Unsupervised Deep Embedding for Clustering Analysis

Authors: Junyuan Xie, Ross Girshick, Ali Farhadi

ICML 2016 | Conference PDF | Archive PDF | Plain Text | LLM Run Details

Reproducibility Variable Result LLM Response
Research Type Experimental Our experimental evaluations on image and text corpora show significant improvement over state-of-the-art methods.
Researcher Affiliation Collaboration Junyuan Xie JXIE@CS.WASHINGTON.EDU University of Washington Ross Girshick RBG@FB.COM Facebook AI Research (FAIR) Ali Farhadi ALI@CS.WASHINGTON.EDU University of Washington
Pseudocode No The paper describes the optimization process and various steps mathematically and in paragraph form but does not contain a structured pseudocode or algorithm block.
Open Source Code Yes Our Caffe-based (Jia et al., 2014) implementation of DEC is available at https://github.com/piiswrong/dec.
Open Datasets Yes Dataset statistics: MNIST (Le Cun et al., 1998) 70000 points, STL-10 (Coates et al., 2011) 13000 points, REUTERS-10K 10000 points, REUTERS (Lewis et al., 2004) 685071 points.
Dataset Splits No Determining hyperparameters by cross-validation on a validation set is not an option in unsupervised clustering.
Hardware Specification No The paper mentions 'half an hour with GPU acceleration' but does not specify any particular GPU model, CPU, memory, or other hardware details used for the experiments.
Software Dependencies No The paper mentions 'Our Caffe-based (Jia et al., 2014) implementation' but does not provide specific version numbers for Caffe or any other software dependencies.
Experiment Setup Yes we set network dimensions to d 500 500 2000 10 for all datasets... Each layer is pretrained for 50000 iterations with a dropout rate of 20%. The entire deep autoencoder is further finetuned for 100000 iterations without dropout.

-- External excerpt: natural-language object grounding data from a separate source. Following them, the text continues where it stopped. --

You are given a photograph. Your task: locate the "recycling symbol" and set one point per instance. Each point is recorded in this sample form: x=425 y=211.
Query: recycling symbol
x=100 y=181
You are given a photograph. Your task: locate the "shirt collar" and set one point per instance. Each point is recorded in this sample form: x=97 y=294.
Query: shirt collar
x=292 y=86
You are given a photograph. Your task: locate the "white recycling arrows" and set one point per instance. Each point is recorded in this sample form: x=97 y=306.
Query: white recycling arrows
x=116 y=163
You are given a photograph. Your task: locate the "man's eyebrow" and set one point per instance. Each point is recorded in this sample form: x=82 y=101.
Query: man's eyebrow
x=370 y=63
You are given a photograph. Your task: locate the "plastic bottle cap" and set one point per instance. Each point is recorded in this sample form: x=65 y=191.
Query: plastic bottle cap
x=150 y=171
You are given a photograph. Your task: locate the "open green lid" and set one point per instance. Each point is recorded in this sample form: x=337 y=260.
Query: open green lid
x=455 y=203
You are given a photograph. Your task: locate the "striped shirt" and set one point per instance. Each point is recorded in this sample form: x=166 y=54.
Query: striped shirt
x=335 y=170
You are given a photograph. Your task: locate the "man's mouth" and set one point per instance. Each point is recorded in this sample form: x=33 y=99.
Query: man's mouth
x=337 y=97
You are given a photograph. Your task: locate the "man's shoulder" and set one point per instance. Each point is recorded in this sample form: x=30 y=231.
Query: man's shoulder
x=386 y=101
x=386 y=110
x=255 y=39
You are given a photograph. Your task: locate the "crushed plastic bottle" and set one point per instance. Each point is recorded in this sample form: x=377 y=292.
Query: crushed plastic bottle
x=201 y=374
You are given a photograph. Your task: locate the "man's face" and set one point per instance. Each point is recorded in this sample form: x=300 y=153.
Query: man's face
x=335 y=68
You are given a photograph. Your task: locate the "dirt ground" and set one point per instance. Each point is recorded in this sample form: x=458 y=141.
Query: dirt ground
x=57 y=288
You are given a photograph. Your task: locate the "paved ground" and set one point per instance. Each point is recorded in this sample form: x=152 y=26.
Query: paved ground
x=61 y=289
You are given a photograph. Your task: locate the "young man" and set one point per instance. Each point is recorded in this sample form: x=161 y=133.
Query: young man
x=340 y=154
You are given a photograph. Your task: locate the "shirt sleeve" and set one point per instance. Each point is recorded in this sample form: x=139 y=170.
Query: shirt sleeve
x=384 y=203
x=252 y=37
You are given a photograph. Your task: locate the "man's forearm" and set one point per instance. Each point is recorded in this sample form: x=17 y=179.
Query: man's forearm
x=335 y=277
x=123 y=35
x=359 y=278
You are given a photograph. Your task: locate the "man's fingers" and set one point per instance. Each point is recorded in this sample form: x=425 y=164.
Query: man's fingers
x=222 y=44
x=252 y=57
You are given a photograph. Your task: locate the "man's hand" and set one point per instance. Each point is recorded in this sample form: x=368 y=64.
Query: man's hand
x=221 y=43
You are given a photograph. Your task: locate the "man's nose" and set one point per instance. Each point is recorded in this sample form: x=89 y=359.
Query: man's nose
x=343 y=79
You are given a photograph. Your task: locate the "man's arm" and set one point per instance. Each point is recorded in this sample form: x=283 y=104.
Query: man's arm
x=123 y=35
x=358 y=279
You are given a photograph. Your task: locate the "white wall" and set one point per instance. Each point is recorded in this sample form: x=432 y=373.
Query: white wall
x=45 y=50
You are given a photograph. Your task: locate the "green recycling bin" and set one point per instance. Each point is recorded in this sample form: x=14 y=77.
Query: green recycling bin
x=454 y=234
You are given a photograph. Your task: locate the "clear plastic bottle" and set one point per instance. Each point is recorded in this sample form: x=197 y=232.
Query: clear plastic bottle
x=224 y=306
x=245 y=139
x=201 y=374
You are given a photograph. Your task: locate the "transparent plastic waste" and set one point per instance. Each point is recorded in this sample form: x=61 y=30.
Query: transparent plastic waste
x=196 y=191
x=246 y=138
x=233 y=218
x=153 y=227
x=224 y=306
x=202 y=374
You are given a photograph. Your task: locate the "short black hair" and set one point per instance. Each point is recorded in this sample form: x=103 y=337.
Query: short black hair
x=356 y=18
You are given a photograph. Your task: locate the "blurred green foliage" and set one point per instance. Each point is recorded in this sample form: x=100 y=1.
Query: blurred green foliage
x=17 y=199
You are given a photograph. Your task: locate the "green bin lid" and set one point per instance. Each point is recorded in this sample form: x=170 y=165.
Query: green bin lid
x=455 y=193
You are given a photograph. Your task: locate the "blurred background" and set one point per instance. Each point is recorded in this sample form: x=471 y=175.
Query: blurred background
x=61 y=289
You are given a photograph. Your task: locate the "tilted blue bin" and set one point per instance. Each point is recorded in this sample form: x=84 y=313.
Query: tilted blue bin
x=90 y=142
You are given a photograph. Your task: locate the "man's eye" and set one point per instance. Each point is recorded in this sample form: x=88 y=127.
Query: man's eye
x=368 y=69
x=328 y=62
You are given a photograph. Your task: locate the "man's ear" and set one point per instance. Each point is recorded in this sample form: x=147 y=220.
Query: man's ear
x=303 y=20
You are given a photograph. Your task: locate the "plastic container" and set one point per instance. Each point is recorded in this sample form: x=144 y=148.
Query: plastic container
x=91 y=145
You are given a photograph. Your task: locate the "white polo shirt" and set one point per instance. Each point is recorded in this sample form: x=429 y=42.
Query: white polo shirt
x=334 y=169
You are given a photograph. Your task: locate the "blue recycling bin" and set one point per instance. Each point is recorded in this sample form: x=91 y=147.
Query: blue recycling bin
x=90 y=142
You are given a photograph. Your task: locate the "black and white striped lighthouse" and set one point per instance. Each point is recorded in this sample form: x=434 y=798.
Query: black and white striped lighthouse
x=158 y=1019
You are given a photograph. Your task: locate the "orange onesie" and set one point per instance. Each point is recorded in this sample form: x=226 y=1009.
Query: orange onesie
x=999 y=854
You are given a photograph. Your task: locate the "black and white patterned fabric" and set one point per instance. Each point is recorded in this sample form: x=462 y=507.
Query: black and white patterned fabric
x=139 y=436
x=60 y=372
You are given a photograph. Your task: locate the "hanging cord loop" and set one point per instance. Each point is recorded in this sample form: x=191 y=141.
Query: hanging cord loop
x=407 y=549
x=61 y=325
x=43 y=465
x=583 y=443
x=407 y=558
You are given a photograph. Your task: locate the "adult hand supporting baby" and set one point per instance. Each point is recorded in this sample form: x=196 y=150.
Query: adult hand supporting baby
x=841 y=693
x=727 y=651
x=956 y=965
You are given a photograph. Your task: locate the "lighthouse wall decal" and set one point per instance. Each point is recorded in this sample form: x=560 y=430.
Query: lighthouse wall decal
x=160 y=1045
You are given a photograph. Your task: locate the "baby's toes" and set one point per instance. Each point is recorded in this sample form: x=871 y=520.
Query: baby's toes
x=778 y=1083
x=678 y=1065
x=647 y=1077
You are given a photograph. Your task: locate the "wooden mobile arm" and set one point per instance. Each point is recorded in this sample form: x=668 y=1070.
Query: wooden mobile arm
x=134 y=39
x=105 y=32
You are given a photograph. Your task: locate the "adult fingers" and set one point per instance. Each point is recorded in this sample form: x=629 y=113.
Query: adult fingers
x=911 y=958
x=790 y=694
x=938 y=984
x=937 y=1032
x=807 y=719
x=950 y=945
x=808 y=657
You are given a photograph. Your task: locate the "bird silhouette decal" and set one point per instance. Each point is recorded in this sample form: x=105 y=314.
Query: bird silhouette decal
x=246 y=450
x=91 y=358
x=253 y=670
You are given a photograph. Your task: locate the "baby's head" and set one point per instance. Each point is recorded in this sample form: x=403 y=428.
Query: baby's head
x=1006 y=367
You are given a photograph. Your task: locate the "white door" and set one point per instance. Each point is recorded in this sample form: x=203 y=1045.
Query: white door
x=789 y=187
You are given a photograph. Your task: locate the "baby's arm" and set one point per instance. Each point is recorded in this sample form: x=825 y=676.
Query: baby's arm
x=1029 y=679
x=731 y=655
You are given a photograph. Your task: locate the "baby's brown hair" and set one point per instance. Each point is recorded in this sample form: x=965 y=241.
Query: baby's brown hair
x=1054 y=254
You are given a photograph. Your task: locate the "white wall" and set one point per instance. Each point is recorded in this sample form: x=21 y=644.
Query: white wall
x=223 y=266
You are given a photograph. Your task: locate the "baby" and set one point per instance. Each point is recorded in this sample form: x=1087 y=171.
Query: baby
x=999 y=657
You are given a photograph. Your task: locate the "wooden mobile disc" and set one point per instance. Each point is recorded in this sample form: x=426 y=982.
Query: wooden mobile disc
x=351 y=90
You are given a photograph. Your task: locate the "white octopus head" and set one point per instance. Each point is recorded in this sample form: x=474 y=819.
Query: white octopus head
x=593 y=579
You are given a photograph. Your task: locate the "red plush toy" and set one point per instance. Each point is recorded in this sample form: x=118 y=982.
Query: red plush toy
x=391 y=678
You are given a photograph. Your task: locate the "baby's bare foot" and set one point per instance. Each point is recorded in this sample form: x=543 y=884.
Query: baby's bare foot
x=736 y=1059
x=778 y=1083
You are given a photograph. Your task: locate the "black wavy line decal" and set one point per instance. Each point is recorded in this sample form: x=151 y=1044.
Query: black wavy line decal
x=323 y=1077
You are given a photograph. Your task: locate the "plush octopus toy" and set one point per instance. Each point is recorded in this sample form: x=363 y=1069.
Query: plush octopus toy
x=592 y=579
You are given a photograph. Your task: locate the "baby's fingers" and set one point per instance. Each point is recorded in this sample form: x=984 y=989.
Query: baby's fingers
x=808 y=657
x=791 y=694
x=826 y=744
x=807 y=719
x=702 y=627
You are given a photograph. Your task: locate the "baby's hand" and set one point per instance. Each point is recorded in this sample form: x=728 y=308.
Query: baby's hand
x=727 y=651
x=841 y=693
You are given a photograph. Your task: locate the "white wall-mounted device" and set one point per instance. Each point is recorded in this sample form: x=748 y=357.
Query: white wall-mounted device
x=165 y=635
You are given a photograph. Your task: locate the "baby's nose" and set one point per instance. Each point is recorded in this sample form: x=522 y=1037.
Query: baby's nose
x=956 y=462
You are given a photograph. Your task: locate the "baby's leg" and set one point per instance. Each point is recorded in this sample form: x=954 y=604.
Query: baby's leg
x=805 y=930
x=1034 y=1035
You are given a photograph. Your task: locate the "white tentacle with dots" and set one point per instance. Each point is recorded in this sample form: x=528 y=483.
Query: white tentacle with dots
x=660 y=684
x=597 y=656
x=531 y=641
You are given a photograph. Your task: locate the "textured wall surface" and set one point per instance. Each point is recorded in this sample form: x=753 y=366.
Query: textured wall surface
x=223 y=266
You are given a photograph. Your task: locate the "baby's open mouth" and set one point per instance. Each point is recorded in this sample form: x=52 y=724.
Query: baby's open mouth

For both layer-wise pretraining and end-to-end finetuning of the autoencoder the minibatch size is set to 256, starting learning rate is set to 0.1, which is divided by 10 every 20000 iterations, and weight decay is set to 0. In the KL divergence minimization phase, we train with a constant learning rate of 0.01. The convergence threshold is set to tol = 0.1%.